The most vexing problem Israel faces is its relations with its neighbors. From the inception of the state until today, Israelis have felt besieged, surrounded by enemies who want to make them disappear. The constant security threat has made it very difficult for Israel to address the long list of problems that for the most part have been swept under the rug while awaiting peace. These include a disastrous educational system, a widening gap between rich and poor, and bitter division between secular and religious Jews. Israel desperately needs peace if it is to come anywhere close to being the “light unto nations” of Jewish dreams.
I quarrel with the oft-heard assumption that “George W. Bush is good for Israel.” He gleaned many Jewish votes on that slogan, but I take a contrarian’s position. Israel is further from peace than it was at the end of the Clinton administration.
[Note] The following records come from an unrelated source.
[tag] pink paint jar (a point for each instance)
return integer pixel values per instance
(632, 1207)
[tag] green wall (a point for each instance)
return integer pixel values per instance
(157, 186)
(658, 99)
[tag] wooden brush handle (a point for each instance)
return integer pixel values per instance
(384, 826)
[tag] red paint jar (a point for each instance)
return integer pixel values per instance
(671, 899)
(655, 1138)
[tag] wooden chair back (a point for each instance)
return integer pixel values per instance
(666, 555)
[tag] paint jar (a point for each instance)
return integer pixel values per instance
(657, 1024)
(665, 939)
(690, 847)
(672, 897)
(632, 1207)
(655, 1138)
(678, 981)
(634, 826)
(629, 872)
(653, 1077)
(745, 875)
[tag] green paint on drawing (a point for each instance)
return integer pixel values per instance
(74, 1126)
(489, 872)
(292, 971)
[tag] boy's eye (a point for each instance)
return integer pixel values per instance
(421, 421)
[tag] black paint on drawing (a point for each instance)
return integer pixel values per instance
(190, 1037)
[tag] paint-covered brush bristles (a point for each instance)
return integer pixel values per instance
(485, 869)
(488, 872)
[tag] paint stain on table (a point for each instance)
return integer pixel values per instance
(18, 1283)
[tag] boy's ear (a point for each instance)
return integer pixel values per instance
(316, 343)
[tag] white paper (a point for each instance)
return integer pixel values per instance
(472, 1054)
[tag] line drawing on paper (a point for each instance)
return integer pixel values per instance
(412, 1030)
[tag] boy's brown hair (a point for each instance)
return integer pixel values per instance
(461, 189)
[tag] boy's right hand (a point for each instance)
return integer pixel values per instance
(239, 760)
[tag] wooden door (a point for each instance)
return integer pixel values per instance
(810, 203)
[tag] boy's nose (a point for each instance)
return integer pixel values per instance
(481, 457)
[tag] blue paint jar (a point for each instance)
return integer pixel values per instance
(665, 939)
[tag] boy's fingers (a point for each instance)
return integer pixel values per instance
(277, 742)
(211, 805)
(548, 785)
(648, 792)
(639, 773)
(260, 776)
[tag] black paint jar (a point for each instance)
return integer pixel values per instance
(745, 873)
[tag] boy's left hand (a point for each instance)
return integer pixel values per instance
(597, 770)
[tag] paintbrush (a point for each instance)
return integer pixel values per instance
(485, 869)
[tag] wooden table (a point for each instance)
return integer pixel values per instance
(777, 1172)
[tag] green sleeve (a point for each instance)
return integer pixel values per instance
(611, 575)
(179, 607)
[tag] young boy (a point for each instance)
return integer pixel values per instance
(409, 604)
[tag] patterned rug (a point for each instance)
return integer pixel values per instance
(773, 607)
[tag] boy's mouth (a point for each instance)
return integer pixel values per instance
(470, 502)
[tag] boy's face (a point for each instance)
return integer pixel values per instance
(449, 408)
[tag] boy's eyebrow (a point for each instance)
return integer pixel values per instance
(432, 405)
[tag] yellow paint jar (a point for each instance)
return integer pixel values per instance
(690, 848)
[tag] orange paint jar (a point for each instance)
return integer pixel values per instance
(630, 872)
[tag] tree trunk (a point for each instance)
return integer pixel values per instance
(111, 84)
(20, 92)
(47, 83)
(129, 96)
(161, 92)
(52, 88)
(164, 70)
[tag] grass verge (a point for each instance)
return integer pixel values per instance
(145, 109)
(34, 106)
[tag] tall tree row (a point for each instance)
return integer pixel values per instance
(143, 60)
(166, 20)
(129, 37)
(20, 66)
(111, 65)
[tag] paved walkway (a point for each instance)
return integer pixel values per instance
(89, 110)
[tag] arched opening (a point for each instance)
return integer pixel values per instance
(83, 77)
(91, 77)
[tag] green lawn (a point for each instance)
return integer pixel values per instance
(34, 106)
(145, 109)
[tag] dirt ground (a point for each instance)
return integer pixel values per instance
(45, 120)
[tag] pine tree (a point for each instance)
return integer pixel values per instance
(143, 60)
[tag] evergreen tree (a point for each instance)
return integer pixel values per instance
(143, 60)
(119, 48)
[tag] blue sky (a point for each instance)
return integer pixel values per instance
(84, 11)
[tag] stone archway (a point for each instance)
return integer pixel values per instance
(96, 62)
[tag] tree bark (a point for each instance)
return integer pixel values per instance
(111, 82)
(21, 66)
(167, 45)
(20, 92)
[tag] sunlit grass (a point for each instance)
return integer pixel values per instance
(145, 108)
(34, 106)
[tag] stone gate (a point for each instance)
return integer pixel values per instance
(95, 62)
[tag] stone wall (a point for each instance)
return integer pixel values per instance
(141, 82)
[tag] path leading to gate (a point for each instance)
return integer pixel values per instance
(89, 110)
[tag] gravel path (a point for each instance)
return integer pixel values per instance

The smoldering hatred between Iraq’s Sunni and Shi’a has burst into flames as a result of the American occupation. An emboldened Iran, with its Shi’a majority, has strengthened and armed Israel’s enemies Hamas and Hezbollah. But Israel’s most immediate danger comes from a nuclear Iran. Under the Bush administration, conversations with the Iranians began only at the end of May 2007 and have been badly mishandled. The result of the Bush doctrine in the Middle East has been an America and an Israel that are regarded with hatred and fear.
The region requires an honest broker that will push both sides towards a workable solution and a two state outcome. I remember the scene at the White House when President Clinton helped Prime Minister Rabin to shake Arafat’s hand. Whether an American president is prepared to preside over another handshake–one that could build lasting peace–should not be measured by his professed love for one side or the other, but by his judgment.
How refreshing to hear from establishment Jewry in this way.